A different plan is being pursued by the companies that want to combat SARS-CoV-2 using gene silencing. This approach prevents certain genes from being used to replicate the virus. Vir Pharmaceuticals and Alnylam Pharmaceuticals (both USA) hope to achieve this with the help of so-called siRNA agents. The South Korean company OliX Pharmaceuticals is also working on a substance of this kind. The German biotech company Secarna and the Chinese Guangzhou's Sun Yatsen University want to achieve gene silencing with the help of an antisense oligonucleotide - a molecule from a related class of medicines.

In order to gain as much knowledge as possible about treatment options with a limited number of patients, it is advisable to test several medicines in the same study; then the same patient group receiving only basic treatment will serve as a control for all other studies "poor" with experimental medicines. The patients who are willing to participate are randomly distributed among the poor - i.e. at random.

A particularly large study of this kind is being conducted by the World Health Organization WHO on the inpatient treatment of Covid-19 patients, the SOLIDARITY Trial. Although it currently only has the following study arms:

However, there were other study arms in the beginning, but these have since been shut down after the respective medicines proved to be problematic or not sufficiently effective. These are also important findings.

Medical institutions from many countries are participating in the study, including Germany. The German part of the study is coordinated by the German Centre for Infection Research (DZIF) and the German Centre for Lung Research (DZL).
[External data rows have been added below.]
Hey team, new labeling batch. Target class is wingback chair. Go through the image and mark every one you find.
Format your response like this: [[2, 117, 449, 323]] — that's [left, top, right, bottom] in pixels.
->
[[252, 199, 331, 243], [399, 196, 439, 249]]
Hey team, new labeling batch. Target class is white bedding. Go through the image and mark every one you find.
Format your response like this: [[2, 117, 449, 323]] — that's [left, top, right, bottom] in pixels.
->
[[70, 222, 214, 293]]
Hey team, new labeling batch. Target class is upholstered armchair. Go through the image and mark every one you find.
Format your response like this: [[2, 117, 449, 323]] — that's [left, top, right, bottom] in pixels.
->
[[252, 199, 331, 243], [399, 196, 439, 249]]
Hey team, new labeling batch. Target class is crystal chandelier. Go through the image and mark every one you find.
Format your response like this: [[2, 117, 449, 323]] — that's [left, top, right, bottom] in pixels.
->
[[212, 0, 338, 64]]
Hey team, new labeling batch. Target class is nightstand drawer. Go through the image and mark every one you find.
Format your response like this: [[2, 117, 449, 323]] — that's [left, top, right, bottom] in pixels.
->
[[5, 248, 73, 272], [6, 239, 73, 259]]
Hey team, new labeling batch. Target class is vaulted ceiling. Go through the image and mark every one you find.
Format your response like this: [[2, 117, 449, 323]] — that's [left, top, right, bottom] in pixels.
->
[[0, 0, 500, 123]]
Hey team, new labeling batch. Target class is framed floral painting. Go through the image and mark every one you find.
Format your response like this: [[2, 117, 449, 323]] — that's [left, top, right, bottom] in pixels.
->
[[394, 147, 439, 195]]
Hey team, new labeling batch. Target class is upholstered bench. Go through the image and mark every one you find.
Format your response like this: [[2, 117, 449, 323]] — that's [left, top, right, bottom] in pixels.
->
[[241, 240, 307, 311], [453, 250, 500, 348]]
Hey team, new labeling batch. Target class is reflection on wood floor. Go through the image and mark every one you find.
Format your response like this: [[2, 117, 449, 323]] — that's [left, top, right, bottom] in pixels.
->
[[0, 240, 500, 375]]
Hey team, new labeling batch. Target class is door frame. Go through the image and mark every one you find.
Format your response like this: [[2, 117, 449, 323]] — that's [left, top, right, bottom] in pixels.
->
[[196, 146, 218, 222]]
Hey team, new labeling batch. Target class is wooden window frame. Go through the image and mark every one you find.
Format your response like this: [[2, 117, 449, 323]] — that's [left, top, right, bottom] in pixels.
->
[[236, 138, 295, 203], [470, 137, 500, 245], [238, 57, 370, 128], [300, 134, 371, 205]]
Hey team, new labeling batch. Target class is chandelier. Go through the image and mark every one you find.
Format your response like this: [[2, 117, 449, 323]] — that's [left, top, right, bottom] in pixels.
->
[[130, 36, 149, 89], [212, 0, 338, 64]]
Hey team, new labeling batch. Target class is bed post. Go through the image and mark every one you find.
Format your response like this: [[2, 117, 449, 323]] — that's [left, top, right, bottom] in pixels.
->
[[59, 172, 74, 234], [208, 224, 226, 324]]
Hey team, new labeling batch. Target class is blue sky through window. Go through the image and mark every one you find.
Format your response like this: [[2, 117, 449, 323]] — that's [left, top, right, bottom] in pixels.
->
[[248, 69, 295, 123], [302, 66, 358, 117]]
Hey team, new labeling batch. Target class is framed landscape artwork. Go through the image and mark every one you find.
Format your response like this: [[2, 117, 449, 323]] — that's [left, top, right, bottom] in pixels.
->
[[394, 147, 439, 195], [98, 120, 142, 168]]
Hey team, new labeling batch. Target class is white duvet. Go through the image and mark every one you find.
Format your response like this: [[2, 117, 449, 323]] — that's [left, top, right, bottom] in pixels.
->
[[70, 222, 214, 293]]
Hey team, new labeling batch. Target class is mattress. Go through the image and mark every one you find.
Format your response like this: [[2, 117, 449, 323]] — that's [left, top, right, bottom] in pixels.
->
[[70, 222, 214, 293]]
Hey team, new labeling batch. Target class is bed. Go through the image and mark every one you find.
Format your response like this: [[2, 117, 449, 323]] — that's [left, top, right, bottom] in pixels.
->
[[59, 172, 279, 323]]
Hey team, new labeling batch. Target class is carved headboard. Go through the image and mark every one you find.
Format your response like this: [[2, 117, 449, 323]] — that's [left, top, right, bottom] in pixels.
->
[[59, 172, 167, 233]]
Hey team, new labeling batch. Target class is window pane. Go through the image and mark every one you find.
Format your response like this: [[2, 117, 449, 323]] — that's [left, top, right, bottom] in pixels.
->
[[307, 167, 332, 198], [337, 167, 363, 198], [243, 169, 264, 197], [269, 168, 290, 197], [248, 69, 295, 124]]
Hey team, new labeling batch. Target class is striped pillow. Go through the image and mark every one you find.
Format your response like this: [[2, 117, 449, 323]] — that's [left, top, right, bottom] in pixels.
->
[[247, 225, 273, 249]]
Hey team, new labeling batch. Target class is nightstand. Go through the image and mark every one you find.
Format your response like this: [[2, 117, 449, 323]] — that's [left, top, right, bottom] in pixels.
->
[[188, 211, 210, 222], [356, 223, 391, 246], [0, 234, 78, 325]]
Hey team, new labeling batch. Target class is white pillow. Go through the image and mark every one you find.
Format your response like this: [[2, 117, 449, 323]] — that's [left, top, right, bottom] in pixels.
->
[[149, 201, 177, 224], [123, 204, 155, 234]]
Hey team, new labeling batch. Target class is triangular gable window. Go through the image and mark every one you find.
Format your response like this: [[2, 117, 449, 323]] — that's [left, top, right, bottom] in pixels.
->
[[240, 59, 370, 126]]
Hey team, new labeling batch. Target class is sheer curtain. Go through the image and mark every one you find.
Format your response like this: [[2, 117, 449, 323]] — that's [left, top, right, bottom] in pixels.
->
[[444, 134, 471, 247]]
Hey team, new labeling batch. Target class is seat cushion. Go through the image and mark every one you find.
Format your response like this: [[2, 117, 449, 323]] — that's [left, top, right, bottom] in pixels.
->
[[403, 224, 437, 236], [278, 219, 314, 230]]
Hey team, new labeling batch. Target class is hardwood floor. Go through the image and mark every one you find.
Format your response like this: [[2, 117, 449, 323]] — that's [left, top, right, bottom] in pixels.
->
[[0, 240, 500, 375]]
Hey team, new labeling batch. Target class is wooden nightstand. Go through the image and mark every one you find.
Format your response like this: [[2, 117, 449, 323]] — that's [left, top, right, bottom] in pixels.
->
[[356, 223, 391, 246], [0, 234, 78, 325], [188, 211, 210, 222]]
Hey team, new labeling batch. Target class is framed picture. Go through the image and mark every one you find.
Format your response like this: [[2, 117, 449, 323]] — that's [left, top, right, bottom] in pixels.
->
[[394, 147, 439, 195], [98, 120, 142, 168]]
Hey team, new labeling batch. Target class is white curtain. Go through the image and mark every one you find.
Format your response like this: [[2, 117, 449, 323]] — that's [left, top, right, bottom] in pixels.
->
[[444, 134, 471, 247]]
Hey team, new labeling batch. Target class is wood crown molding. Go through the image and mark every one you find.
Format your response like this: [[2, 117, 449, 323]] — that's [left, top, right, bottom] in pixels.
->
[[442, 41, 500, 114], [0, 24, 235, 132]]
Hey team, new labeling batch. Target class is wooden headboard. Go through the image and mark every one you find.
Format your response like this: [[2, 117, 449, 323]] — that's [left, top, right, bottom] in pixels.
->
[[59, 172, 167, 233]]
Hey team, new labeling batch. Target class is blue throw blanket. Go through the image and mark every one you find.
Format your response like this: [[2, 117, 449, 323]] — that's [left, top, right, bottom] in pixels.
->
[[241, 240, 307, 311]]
Detailed information on the study can be found in the ISRCTNregistry.

In parallel, the DISCOVERY study is running with a very similar structure, coordinated by the French research organisation INSERM. So far, almost exclusively French patients have been included.

Another large study is being conducted under the direction of medical doctors from the University of Oxford in the UK, called the RECOVERY Trial. It currently has the following study arms:

Large clinical trials of Covid-19 therapy with selected medicines are also being organised from the USA, including the Adaptive COVID-19 Treatment Trial (ACTT), for which the National Institutes of Health (NIH) are responsible. Around 75 medical institutions worldwide are expected to participate in the trials, including those in the EU and UK. The trial has initially started with two arms:

However, it is planned to add further arms to the study.
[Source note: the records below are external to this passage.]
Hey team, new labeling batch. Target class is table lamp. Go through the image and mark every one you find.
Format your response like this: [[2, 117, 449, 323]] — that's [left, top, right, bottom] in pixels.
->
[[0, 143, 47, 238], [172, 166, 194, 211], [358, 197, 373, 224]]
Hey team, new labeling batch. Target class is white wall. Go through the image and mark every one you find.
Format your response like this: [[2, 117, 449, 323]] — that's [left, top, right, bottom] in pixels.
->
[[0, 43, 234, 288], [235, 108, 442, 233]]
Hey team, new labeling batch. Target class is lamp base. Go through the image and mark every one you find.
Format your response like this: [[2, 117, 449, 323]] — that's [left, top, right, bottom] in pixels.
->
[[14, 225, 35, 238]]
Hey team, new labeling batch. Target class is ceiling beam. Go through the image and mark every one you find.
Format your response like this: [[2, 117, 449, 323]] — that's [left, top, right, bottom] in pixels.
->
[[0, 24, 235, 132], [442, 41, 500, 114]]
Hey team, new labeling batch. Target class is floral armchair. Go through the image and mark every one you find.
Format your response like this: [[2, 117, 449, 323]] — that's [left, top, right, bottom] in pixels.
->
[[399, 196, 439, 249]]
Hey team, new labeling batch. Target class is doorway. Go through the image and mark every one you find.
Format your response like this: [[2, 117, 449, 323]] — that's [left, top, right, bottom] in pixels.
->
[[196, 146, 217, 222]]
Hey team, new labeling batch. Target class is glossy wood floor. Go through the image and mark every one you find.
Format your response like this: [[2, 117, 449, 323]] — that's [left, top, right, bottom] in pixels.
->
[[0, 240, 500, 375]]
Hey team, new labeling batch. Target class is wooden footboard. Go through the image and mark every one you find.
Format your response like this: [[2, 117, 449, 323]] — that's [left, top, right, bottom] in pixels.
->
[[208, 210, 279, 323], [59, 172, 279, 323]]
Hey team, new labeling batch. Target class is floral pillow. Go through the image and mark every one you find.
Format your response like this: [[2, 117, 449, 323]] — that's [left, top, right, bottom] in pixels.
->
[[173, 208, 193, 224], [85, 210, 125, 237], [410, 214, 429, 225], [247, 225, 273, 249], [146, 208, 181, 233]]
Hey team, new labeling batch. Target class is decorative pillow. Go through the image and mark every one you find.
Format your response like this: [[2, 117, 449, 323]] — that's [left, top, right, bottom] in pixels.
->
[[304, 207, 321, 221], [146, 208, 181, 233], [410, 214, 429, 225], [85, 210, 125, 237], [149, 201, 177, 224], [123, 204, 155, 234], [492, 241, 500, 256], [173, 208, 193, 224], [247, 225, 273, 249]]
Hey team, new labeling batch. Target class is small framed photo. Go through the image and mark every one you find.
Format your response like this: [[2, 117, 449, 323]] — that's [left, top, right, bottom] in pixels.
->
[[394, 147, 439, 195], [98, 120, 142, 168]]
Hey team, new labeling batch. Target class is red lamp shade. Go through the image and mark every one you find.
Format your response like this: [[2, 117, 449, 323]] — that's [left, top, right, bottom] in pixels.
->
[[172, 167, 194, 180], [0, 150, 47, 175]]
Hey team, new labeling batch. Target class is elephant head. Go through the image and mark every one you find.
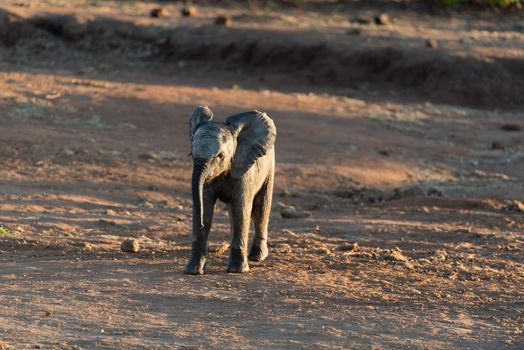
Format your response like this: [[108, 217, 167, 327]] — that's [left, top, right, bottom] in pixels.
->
[[189, 106, 276, 228]]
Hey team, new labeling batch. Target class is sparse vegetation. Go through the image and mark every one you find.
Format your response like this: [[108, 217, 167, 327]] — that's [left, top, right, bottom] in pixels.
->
[[0, 225, 11, 236], [441, 0, 524, 8]]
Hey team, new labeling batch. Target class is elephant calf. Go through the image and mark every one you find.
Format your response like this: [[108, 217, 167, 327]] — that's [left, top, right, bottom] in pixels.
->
[[184, 106, 277, 274]]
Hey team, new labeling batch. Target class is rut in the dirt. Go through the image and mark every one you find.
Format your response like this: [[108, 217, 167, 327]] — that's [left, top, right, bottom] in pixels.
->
[[0, 11, 524, 108]]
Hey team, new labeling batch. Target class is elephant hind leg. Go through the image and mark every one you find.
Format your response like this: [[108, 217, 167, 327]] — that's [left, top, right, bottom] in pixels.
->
[[248, 175, 273, 261]]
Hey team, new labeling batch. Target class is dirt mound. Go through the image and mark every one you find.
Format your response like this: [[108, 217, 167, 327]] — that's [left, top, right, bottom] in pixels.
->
[[0, 11, 524, 108], [164, 27, 524, 106]]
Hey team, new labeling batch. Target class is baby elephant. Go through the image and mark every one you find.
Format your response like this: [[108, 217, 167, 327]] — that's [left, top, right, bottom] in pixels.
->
[[184, 106, 277, 275]]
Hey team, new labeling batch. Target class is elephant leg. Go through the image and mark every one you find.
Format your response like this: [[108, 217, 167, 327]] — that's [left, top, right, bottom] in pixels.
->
[[249, 175, 273, 261], [227, 193, 253, 272], [184, 195, 216, 275]]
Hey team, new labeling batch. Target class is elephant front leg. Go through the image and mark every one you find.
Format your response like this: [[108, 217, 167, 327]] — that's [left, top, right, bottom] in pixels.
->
[[184, 197, 216, 275], [249, 175, 273, 262], [227, 198, 252, 273]]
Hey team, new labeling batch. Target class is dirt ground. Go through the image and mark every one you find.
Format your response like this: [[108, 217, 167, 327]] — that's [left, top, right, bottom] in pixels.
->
[[0, 0, 524, 349]]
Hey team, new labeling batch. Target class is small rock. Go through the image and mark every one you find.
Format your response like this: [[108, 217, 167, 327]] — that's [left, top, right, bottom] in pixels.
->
[[215, 15, 233, 27], [491, 141, 506, 150], [280, 206, 311, 219], [78, 242, 93, 251], [350, 17, 373, 24], [138, 151, 177, 160], [426, 39, 438, 49], [426, 187, 442, 197], [147, 184, 158, 192], [118, 123, 138, 130], [180, 6, 198, 17], [432, 249, 448, 261], [274, 243, 292, 254], [138, 200, 155, 208], [506, 200, 524, 213], [98, 219, 118, 226], [120, 239, 140, 253], [346, 28, 362, 35], [149, 7, 169, 18], [339, 242, 359, 252], [314, 247, 331, 255], [375, 13, 390, 26], [62, 147, 75, 157], [106, 209, 118, 216], [500, 124, 522, 132], [379, 248, 409, 262], [207, 242, 229, 255]]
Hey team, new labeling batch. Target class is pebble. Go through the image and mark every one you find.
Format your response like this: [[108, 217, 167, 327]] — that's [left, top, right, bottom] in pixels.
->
[[149, 7, 169, 18], [106, 209, 118, 216], [314, 247, 331, 255], [426, 39, 438, 49], [506, 200, 524, 213], [426, 187, 442, 197], [339, 242, 358, 251], [491, 141, 506, 150], [375, 13, 390, 26], [180, 6, 198, 17], [500, 124, 522, 132], [208, 242, 229, 255], [280, 207, 311, 219], [379, 248, 409, 262], [120, 239, 140, 253], [215, 15, 233, 27], [346, 28, 362, 35]]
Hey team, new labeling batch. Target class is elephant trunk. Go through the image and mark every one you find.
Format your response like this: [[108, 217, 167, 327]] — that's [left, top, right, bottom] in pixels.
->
[[191, 158, 207, 230]]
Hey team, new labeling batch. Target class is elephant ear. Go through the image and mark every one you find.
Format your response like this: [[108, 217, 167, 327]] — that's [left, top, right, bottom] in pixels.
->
[[226, 110, 277, 178], [189, 105, 213, 141]]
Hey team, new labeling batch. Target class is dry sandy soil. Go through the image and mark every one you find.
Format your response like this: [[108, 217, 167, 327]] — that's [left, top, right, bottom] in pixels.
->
[[0, 0, 524, 349]]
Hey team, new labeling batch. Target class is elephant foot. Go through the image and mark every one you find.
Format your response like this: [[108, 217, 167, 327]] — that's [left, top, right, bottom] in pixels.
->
[[248, 243, 268, 262], [184, 254, 206, 275], [227, 248, 249, 273]]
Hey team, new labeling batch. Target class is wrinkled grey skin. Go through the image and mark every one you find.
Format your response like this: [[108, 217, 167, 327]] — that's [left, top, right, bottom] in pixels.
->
[[184, 106, 276, 275]]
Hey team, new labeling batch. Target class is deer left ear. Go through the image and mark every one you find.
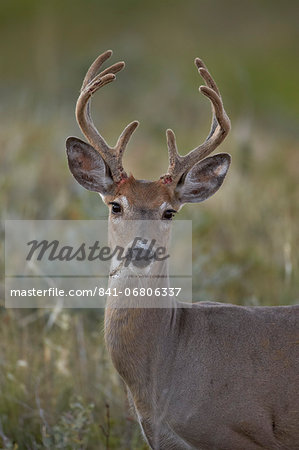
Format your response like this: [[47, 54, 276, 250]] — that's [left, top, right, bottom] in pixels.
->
[[176, 153, 231, 203]]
Two other major studies are being conducted in the UK: TACTIC-E and TACTIC-R; led by the Cambridge University Hospitals NHS Foundation Trust and funded by the participating pharmaceutical companies.

TACTIC-E currently has the following arms:

TACTIC-R currently has the following arms:

In several cases, companies provide large quantities of their medicines for these studies. Merck supplies interferon beta-1a for the DISCOVERY Trial and the SOLIDARITY Trial.

Every medicine must be tested to see if it is suitable for treating people with Covid-19. This also applies to medicines that have already been approved for other patients or that have been extensively tested. The regulatory authorities must then be able to test each medicine for efficacy, tolerability and technical quality based on the results. However, the regulatory authorities have indicated that they will give priority to both the approval procedures for clinical trials and the approval procedures for successfully tested medicines. Companies will also be able to submit marketing authorisation applications "chapter by chapter", which will further accelerate the examination by the authorities.

However, the experience and resources of companies that have been developing and selling medicines for many years will also be essential for the rapid introduction of suitable medicines into patient care. For example, the company has offered Pfizer to contribute its comprehensive experience with studies, approval procedures and production process development as well as its production capacity to cooperations with smaller companies that develop corona medicines. The company will also make laboratory methods, which it has developed for its own corona research, available to all on an "open source" basis.